Brennende Barrikaden auf Frankreichs Straßen. Das Nationalsymbol Triumphbogen geschändet. Gelbe Westen allenthalben. Erleben wir gerade die zweite Phase einer Revolution? Den Aufstand des Volkes gegen seine Mächtigen? Die Organe der Macht sind da noch zurückhaltend, sprechen in ihrer Rechts-Links-Prägung vorerst nur von „rechts- und linksextremen Randalierern“- welch‘ eine spannende Koalition! Aber Hauptsache, die politische Gesäßgeographie findet sich im Wirrwarr irgendwie zurecht.

Der Hang zur Revolution

Den Franzosen wird unterstellt, gern einmal ihre herrschende Klasse durch eine Revolution auszutauschen. Anders als ihre zumeist etwas naiven und im Kern friedliebenden deutschen Nachbarn scheuen die Nachkommen der romanisierten Franken auch nicht davor zurück, ihre Revolutionen mit viel Blut und Zerstörung bis zum bitteren Ende durchzuführen. Fast immer jedoch sprang der Funke vom Fass der französischen Revolutionen über auf die kontinentalen Nachbarländer. Denn so sehr Deutsche und Franzosen in ihrer gemeinsamen Geschichte immer wieder einmal übereinander herfielen – ihre Vorstellungen von einer gerechteren Gesellschaft lagen zumeist nicht allzu weit auseinander. Ihr Denken wurde und wird von denselben europäischen Philosophen geprägt.

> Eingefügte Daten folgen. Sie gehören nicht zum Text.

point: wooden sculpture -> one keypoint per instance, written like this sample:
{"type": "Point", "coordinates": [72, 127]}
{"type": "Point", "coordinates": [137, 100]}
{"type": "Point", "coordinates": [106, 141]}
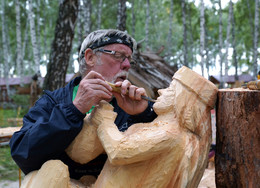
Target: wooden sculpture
{"type": "Point", "coordinates": [171, 151]}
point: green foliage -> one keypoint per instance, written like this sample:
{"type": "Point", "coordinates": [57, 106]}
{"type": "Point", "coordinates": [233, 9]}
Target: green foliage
{"type": "Point", "coordinates": [22, 101]}
{"type": "Point", "coordinates": [8, 168]}
{"type": "Point", "coordinates": [46, 13]}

„Dann sollen sie doch Kuchen essen!“

Als in der zweiten Hälfte des 18. Jahrhunderts das Ancien Régime in seiner Dekadenz und Bürgerferne nicht mehr in der Lage war, die Bedürfnisse den einfachen Volkes zu befriedigen, muckte dieses auf. Es begann mit dem Ruf nach niedrigeren Brotpreisen – und die der habsburgischen Königin Marie Antoinette zugeschriebene Anekdote, wonach sie den Unzufriedenen empfahl, dann doch Kuchen zu essen, erwies sich als wenig hilfreich angesichts der Tatsache, dass derlei Leckereien damals nur dem Adel und dem Klerus vorbehalten waren. Ursächlich für des Volkes Unmut jedoch war eine ausufernde Staatsverschuldung, die in keinem nachvollziehbarem Verhältnis stand zu den Ausgaben, die die Elite in Kanäle fließen ließ, von denen der einfache Bürger keinen Nutzen hatte. Er sollte es nur bezahlen.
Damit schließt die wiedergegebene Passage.